Remove is_probably_safari logic.

We handle it externally now.

Change-Id: Ib561f64078809645195fd1a859b3256499038847
Reviewed-on: https://boringssl-review.googlesource.com/1098
Reviewed-by: Adam Langley <agl@google.com>

ssl/s3_lib.c

@@ -2747,10 +2747,6 @@ void ssl3_clear(SSL *s)
 		s->s3->tmp.ecdh = NULL;
 		}
 #endif
-#ifndef OPENSSL_NO_EC
-	s->s3->is_probably_safari = 0;
-#endif /* !OPENSSL_NO_EC */
-
 	rp = s->s3->rbuf.buf;
 	wp = s->s3->wbuf.buf;
 	rlen = s->s3->rbuf.len;

ssl/ssl3.h

@@ -533,13 +533,6 @@ typedef struct ssl3_state_st
 	int next_proto_neg_seen;
 #endif
 
-#ifndef OPENSSL_NO_EC
-	/* This is set to true if we believe that this is a version of Safari
-	 * running on OS X 10.6 or newer. We wish to know this because Safari
-	 * on 10.8 .. 10.8.3 has broken ECDHE-ECDSA support. */
-	char is_probably_safari;
-#endif /* !OPENSSL_NO_EC */
-
 	/* ALPN information
 	 * (we are in the process of transitioning from NPN to ALPN.) */
 

ssl/t1_lib.c

@@ -1734,82 +1734,6 @@ unsigned char *ssl_add_serverhello_tlsext(SSL *s, unsigned char *buf, unsigned c
 	return ret;
 	}
 
-#ifndef OPENSSL_NO_EC
-/* ssl_check_for_safari attempts to fingerprint Safari using OS X
- * SecureTransport using the TLS extension block in |cbs|.
- * Safari, since 10.6, sends exactly these extensions, in this order:
- *   SNI,
- *   elliptic_curves
- *   ec_point_formats
- *
- * We wish to fingerprint Safari because they broke ECDHE-ECDSA support in 10.8,
- * but they advertise support.

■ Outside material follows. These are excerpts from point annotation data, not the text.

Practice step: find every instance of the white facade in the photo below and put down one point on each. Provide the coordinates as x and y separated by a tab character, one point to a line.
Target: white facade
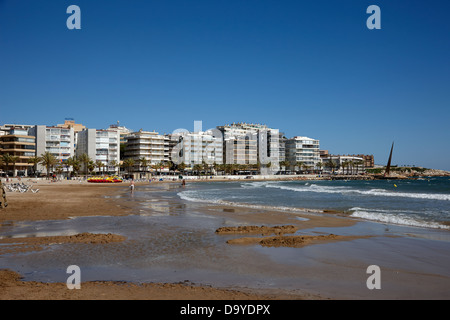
100	145
145	144
246	143
304	150
193	148
58	141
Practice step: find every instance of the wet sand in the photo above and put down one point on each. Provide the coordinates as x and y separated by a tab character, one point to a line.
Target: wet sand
188	259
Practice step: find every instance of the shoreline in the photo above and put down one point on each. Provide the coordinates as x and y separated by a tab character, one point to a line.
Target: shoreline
55	201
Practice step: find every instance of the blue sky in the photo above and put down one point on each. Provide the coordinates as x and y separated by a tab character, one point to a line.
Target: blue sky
309	68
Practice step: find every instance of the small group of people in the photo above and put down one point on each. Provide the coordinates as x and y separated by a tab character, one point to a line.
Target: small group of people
3	202
132	184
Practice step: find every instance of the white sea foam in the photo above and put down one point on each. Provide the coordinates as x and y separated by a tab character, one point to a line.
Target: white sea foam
371	192
393	217
195	197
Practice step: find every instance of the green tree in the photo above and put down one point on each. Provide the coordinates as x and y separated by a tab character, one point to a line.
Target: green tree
128	164
114	164
99	165
35	160
85	160
74	163
319	165
48	160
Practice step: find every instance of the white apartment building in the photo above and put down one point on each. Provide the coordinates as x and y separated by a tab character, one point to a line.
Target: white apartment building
304	150
100	145
145	144
58	141
246	143
193	148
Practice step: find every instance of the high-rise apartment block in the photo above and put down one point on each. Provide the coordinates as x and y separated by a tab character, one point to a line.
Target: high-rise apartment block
302	150
100	145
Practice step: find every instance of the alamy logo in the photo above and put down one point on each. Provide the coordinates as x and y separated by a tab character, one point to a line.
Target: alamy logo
374	21
374	281
74	20
74	281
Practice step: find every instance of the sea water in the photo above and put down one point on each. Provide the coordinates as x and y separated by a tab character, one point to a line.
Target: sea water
422	202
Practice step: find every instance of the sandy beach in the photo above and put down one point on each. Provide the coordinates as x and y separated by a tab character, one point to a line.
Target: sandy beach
211	251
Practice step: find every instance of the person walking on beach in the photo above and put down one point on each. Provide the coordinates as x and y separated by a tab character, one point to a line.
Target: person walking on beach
3	203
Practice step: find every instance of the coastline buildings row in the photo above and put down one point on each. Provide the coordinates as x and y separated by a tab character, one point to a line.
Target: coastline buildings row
267	149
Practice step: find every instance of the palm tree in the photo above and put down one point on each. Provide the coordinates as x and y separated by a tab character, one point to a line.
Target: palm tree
35	160
99	165
114	164
299	165
344	164
319	165
85	160
48	160
351	165
14	160
6	159
144	162
284	164
91	166
74	163
331	164
128	163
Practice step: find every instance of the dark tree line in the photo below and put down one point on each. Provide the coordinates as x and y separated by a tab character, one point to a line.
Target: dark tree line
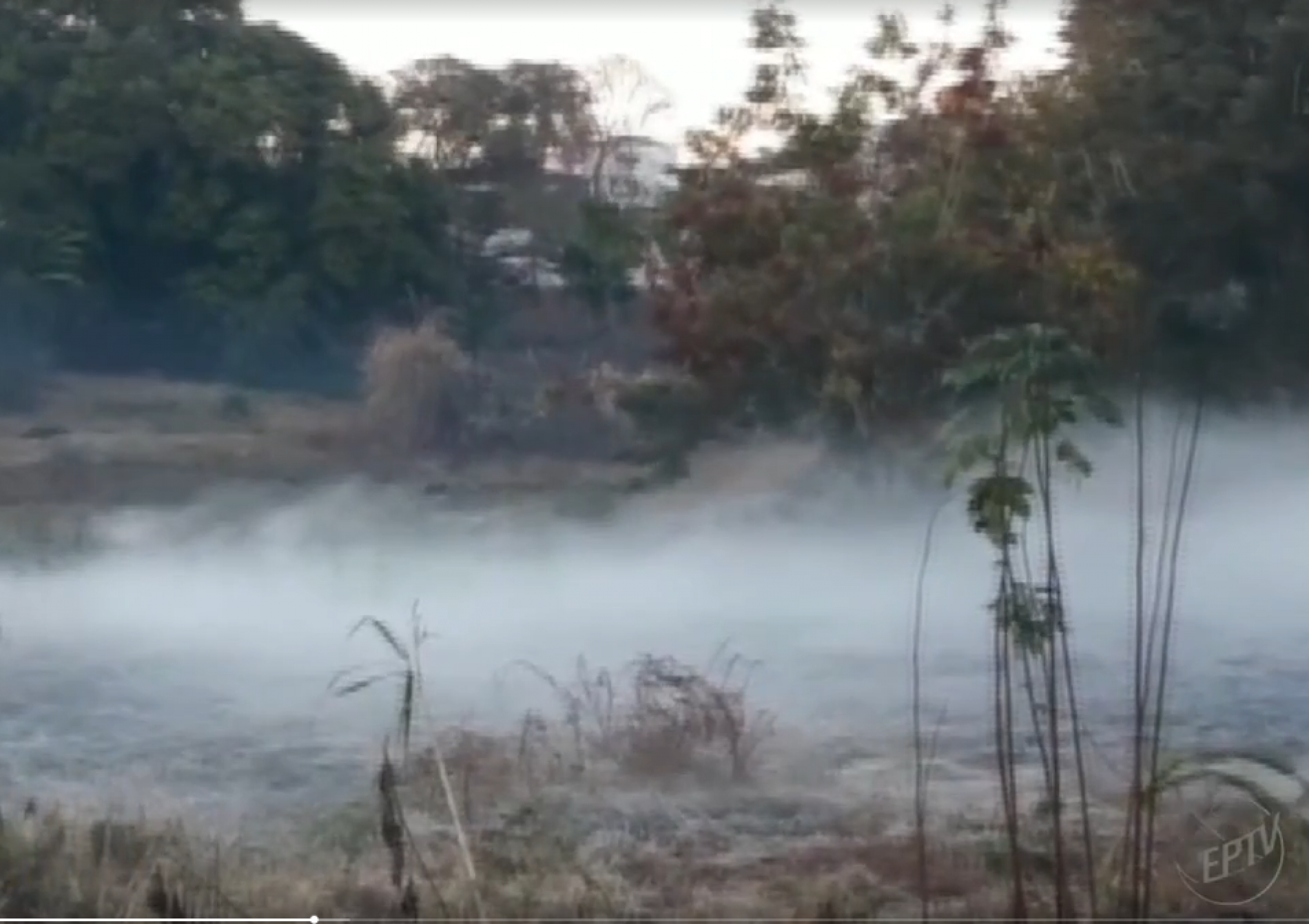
187	192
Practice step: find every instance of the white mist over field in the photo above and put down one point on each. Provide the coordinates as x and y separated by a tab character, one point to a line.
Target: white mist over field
193	657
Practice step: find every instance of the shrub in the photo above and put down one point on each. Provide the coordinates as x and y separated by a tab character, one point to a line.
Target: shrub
414	382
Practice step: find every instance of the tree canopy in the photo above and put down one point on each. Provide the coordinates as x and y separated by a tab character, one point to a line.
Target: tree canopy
186	190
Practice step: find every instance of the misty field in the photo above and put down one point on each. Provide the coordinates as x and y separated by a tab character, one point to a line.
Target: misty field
686	702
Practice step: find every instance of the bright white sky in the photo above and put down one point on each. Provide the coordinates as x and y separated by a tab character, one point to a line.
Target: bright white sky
698	54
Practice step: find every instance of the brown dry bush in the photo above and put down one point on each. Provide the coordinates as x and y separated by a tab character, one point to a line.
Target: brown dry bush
417	384
663	719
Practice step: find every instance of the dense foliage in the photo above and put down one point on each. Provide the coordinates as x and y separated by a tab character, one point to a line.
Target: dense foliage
1147	199
185	190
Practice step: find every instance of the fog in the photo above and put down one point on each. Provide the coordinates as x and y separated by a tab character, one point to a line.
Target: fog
190	660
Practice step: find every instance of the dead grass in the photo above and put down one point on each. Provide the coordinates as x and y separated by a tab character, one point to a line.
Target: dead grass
474	825
414	382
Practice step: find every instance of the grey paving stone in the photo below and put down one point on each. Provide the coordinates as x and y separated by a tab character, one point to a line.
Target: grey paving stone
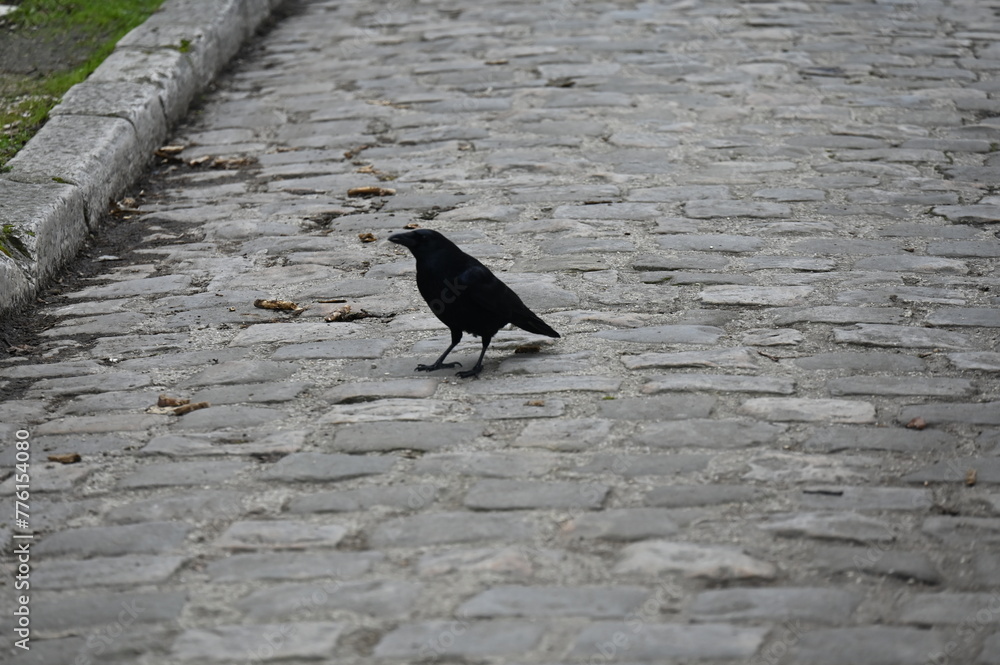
544	384
364	498
386	436
972	214
98	325
48	370
905	294
333	349
240	372
657	407
788	263
291	566
195	445
508	409
182	359
674	641
709	243
798	409
391	408
913	263
450	527
182	474
625	524
679	193
383	599
847	526
875	559
711	208
130	422
50	478
680	261
984	413
589	601
631	465
228	416
734	358
520	495
838	314
105	541
871	334
965	316
948	608
777	296
362	392
867	645
685	496
148	286
566	435
690	382
518	561
680	278
965	248
666	334
772	337
110	401
874	361
190	507
272	534
844	247
963	530
712	562
326	467
516	464
627	211
930	386
128	570
791	194
988	361
61	614
254	393
991	647
703	433
291	333
841	497
302	639
459	639
810	604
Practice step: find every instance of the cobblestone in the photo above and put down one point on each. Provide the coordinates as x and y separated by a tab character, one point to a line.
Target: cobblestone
766	233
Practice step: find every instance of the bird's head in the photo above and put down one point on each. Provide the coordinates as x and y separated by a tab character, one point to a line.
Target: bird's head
420	241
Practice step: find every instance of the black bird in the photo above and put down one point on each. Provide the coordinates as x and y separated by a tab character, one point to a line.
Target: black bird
465	295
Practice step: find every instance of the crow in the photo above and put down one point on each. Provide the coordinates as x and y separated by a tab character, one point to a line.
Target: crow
464	295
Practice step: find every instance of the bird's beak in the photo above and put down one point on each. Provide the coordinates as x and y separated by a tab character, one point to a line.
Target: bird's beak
404	239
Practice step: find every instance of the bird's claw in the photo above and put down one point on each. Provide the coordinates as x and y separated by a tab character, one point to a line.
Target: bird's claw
437	366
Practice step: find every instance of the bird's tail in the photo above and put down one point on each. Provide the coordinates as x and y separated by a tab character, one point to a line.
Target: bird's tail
527	320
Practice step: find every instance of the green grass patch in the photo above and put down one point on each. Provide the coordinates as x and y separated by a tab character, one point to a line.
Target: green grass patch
68	39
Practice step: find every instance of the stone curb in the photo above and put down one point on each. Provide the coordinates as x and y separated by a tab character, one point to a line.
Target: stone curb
102	135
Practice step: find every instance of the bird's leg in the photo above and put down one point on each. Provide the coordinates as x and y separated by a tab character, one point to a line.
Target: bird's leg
479	363
456	337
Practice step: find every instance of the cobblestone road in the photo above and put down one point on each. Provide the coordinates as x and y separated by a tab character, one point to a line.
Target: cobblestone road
770	432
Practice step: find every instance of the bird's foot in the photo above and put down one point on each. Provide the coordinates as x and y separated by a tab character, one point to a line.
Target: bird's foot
469	372
437	366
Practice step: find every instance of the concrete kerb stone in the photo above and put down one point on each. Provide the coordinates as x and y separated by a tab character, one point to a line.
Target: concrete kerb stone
102	135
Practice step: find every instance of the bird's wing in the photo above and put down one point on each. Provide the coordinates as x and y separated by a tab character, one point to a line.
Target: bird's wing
480	286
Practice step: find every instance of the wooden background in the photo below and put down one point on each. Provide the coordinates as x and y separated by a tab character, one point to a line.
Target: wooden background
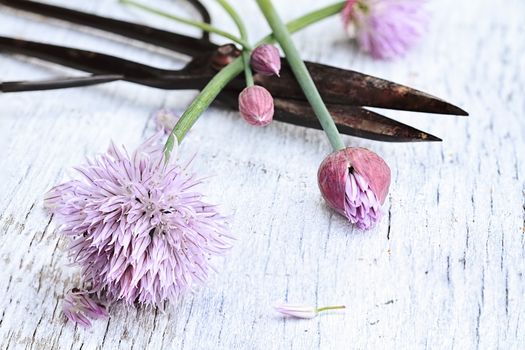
444	269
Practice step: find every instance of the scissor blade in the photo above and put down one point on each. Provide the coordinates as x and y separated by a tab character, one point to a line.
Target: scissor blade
347	87
176	42
350	120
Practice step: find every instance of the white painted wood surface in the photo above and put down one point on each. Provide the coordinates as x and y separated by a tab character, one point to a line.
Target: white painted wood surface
444	269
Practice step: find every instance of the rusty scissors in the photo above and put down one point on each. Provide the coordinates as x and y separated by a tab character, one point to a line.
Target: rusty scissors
345	92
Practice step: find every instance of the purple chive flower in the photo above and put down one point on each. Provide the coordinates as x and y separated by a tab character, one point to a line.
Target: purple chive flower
354	182
138	227
79	308
303	311
256	105
266	60
385	28
165	120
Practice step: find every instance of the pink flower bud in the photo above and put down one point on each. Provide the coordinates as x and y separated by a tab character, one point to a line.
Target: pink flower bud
266	60
256	105
354	182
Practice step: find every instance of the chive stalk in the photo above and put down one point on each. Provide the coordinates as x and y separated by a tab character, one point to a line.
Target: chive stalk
228	73
283	37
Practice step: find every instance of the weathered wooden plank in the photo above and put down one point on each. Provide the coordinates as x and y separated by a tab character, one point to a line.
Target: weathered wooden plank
444	269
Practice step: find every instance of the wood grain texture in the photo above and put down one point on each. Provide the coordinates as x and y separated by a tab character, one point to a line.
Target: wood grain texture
444	269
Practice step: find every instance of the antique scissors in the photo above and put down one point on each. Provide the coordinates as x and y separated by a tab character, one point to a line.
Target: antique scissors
345	92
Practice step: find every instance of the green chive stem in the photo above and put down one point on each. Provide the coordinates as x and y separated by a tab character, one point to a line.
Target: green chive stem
201	25
228	73
244	36
301	73
338	307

So enabling ECDHE-ECDSA ciphers breaks them.
- * Sadly we cannot differentiate 10.6, 10.7 and 10.8.4 (which work), from
- * 10.8..10.8.3 (which don't work).
- */
-static void ssl_check_for_safari(SSL *s, const CBS *extensions)
-	{
-	static const unsigned char kSafariExtensionsBlock[] = {
-		0x00, 0x0a,  /* elliptic_curves extension */
-		0x00, 0x08,  /* 8 bytes */
-		0x00, 0x06,  /* 6 bytes of curve ids */
-		0x00, 0x17,  /* P-256 */
-		0x00, 0x18,  /* P-384 */
-		0x00, 0x19,  /* P-521 */
-
-		0x00, 0x0b,  /* ec_point_formats */
-		0x00, 0x02,  /* 2 bytes */
-		0x01,        /* 1 point format */
-		0x00,        /* uncompressed */
-	};
-
-	/* The following is only present in TLS 1.2 */
-	static const unsigned char kSafariTLS12ExtensionsBlock[] = {
-		0x00, 0x0d,  /* signature_algorithms */
-		0x00, 0x0c,  /* 12 bytes */
-		0x00, 0x0a,  /* 10 bytes */
-		0x05, 0x01,  /* SHA-384/RSA */
-		0x04, 0x01,  /* SHA-256/RSA */
-		0x02, 0x01,  /* SHA-1/RSA */
-		0x04, 0x03,  /* SHA-256/ECDSA */
-		0x02, 0x03,  /* SHA-1/ECDSA */
-	};
-	CBS extensions_copy = *extensions, extension;
-	uint16_t type;
-
-	/* First extension is server_name. */
-	if (!CBS_get_u16(&extensions_copy, &type) ||
-		!CBS_get_u16_length_prefixed(&extensions_copy, &extension) ||
-		type != TLSEXT_TYPE_server_name)
-		return;
-
-	/* Compare the remainder of the extensions block. */
-	if (TLS1_get_client_version(s) >= TLS1_2_VERSION)
-		{
-		const size_t len1 = sizeof(kSafariExtensionsBlock);
-		const size_t len2 = sizeof(kSafariTLS12ExtensionsBlock);
-
-		if (len1 + len2 != CBS_len(&extensions_copy))
-			return;
-		if (memcmp(CBS_data(&extensions_copy), kSafariExtensionsBlock, len1) != 0)
-			return;
-		if (memcmp(CBS_data(&extensions_copy) + len1, kSafariTLS12ExtensionsBlock, len2) != 0)
-			return;
-		}
-	else
-		{
-		const size_t len = sizeof(kSafariExtensionsBlock);
-
-		if (len != CBS_len(&extensions_copy))
-			return;
-		if (memcmp(CBS_data(&extensions_copy), kSafariExtensionsBlock, len) != 0)
-			return;
-		}
-
-	s->s3->is_probably_safari = 1;
-}
-#endif /* !OPENSSL_NO_EC */
-
 /* tls1_alpn_handle_client_hello is called to process the ALPN extension in a
  * ClientHello.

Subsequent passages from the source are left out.